$\mathbf{R}^3$: Reconstruction, Raw, and Rain: Deraining Directly in the Bayer Domain
Nate Rothschild, Moshe Kimhi, Avi Mendelson, Chaim Baskin
TL;DR
This work argues for deraining and low-level reconstruction to be performed in the raw Bayer domain to preserve sensor information before ISP distortions. It introduces a software ISP pipeline to enable fair comparisons with post-ISP RGB methods, and trains lightweight Bayer-domain deraining networks on a new Raw-Rain stereo dataset. A color-invariant Information Conservation Score (ICS), combining $MS$-$SSIM$ with a frequency-domain KL divergence between normalized power spectra, better captures perceptual and structural fidelity than traditional metrics.
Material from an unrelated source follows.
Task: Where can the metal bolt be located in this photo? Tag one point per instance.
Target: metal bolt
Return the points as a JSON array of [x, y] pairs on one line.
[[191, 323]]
Results show Bayer-domain deraining can outperform RGB baselines (up to +0.99 dB PSNR and +1.2% ICS) with lower compute, supporting an ISP-last paradigm and opening avenues for end-to-end learnable camera pipelines and broader pre-ISP restoration tasks.
Abstract
Image reconstruction from corrupted images is crucial across many domains. Most reconstruction networks are trained on post-ISP sRGB images, even though the image-signal-processing pipeline irreversibly mixes colors, clips dynamic range, and blurs fine detail. This paper uses the rain degradation problem as a use case to show that these losses are avoidable, and demonstrates that learning directly on raw Bayer mosaics yields superior reconstructions. To substantiate the claim, we (i) evaluate post-ISP and Bayer reconstruction pipelines, (ii) curate Raw-Rain, the first public benchmark of real rainy scenes captured in both 12-bit Bayer and bit-depth-matched sRGB, and (iii) introduce Information Conservation Score (ICS), a color-invariant metric that aligns more closely with human opinion than PSNR or SSIM. On the test split, our raw-domain model improves sRGB results by up to +0.99 dB PSNR and +1.2% ICS, while running faster with half of the GFLOPs. The results advocate an ISP-last paradigm for low-level vision and open the door to end-to-end learnable camera pipelines.